Satzwende: Ulrike Draesner (2/2)

Fluss im Herbst
© Rike Oehlerking

Herbst und Winter

Alle Bäche und Gräben rochen nach den Erdelementen der herabgeschlagenen Zweige und Blätter. Blatt um Blatt fiel in die Brunnen, an deren Grund der alte Flussgott lauerte, zugedeckt, namenlos, schwarz. Schwarzhändig erntete man Kartoffeln und Rüben, pflückte saure Äpfel, die letzten Brombeeren am Feldweg, „besser als nichts“. Wie nichts verlor die Riesenlinde ihr Laub in einer Nacht, es war, als holte das Wasser sich diesen Winter endgültig die Gärten zurück. Zurück müssten auch sie, die hier lebten, die Regierung ließ die Menschen am Wasser wohnen, bis sie überschwemmt wurden, es war wie nach einem Krieg. Ein Krieg war es gewesen.
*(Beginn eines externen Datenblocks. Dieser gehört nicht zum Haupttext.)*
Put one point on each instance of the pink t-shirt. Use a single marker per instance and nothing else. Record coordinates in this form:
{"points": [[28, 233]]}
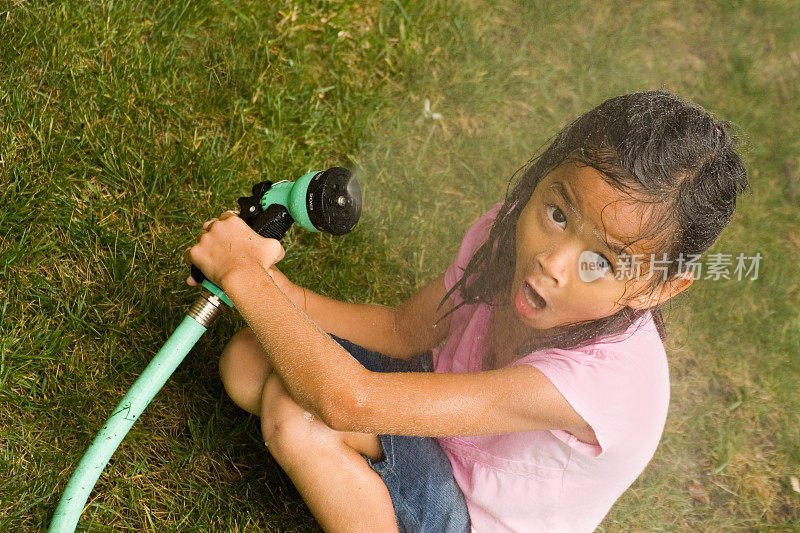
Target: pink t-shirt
{"points": [[549, 480]]}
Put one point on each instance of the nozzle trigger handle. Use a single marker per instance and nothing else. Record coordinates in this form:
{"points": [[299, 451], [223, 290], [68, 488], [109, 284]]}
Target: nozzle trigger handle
{"points": [[272, 223]]}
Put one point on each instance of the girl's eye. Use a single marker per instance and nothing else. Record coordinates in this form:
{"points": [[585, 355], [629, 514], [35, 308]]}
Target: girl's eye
{"points": [[556, 215]]}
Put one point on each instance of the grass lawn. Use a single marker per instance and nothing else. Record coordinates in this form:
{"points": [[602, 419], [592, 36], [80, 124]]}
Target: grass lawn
{"points": [[124, 125]]}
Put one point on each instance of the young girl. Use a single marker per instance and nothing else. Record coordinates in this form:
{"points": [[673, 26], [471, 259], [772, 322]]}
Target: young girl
{"points": [[550, 394]]}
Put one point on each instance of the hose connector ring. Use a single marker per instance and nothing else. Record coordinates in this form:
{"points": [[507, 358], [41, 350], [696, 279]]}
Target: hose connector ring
{"points": [[206, 308]]}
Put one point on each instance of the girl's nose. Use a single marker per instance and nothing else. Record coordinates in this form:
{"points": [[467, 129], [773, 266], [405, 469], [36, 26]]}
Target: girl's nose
{"points": [[558, 262]]}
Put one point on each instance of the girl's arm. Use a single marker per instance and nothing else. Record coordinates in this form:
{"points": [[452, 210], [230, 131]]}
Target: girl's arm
{"points": [[323, 378], [403, 332]]}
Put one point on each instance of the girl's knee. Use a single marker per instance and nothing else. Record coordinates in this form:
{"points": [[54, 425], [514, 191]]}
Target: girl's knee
{"points": [[288, 429], [243, 368]]}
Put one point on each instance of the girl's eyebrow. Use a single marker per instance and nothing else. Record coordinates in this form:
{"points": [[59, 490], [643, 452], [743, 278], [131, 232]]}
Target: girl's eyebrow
{"points": [[564, 193]]}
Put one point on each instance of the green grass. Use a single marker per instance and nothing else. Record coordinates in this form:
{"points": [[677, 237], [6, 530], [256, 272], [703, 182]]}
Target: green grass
{"points": [[123, 126]]}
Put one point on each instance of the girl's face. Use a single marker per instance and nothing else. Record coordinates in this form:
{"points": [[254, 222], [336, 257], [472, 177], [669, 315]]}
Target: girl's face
{"points": [[569, 240]]}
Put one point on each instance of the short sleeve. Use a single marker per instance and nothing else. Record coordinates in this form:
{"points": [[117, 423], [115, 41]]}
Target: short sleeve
{"points": [[603, 387], [476, 235]]}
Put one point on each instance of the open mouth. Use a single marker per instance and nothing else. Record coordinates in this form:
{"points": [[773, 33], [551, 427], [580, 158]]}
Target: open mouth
{"points": [[533, 298]]}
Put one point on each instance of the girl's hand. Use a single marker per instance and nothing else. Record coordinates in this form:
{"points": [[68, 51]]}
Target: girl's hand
{"points": [[228, 245]]}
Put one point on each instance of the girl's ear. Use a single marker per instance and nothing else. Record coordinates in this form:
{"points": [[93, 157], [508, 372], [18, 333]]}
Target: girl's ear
{"points": [[664, 292]]}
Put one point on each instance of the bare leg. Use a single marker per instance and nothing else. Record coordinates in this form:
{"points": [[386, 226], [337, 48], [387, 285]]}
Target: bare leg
{"points": [[244, 369], [339, 487]]}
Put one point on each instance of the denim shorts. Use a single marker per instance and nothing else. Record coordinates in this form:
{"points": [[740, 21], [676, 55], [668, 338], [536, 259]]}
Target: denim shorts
{"points": [[416, 471]]}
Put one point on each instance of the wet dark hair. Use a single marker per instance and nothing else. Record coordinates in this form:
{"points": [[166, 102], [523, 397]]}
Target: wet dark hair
{"points": [[653, 146]]}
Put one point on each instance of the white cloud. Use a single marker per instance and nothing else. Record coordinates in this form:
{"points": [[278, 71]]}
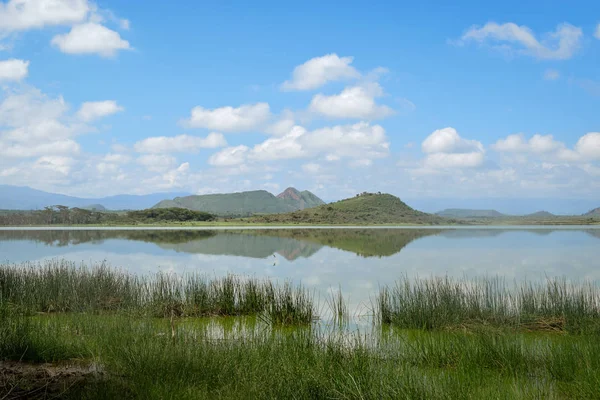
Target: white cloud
{"points": [[92, 110], [25, 150], [317, 71], [551, 75], [283, 125], [589, 146], [229, 157], [20, 15], [537, 144], [13, 70], [281, 148], [157, 162], [354, 102], [311, 168], [228, 119], [358, 141], [180, 143], [61, 165], [445, 149], [558, 45], [447, 140], [454, 160], [91, 38]]}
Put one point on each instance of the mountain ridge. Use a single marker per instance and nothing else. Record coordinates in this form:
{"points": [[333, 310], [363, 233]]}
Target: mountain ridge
{"points": [[26, 198], [246, 203]]}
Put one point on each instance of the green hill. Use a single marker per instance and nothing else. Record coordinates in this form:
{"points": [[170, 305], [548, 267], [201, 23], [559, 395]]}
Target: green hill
{"points": [[245, 203], [540, 214], [466, 213], [367, 208]]}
Als es das letzte Mal fror, griff auf der Höhe ihrer Köpfe eine große Stille über das Eis. Sie klang wie Glas. Gläsern begann die Luft nach einer Weile so berückend zu duften, wie es sich niemand vorstellen konnte, nicht einmal ein Hund. Hundenasen, von Süße berauscht, streckten sich witternd gegen die Brise, die Augen der Tiere glänzten rot von dem tiefen Wintersonnenlicht. Lichttrunken wurden sie, rauflustiger und ungebärdiger als zuvor und schnappten nach Fäustlingen und Händen mit kalten, blauen Adern. Adern in den Uferfelsen traten rosafarben hervor, eisig glomm auch die unterspülte Böschung auf, als entlockte das Licht ihrem Reif, eben noch karg und ausgedörrt wie eine Schicht Salz, ein Blühen.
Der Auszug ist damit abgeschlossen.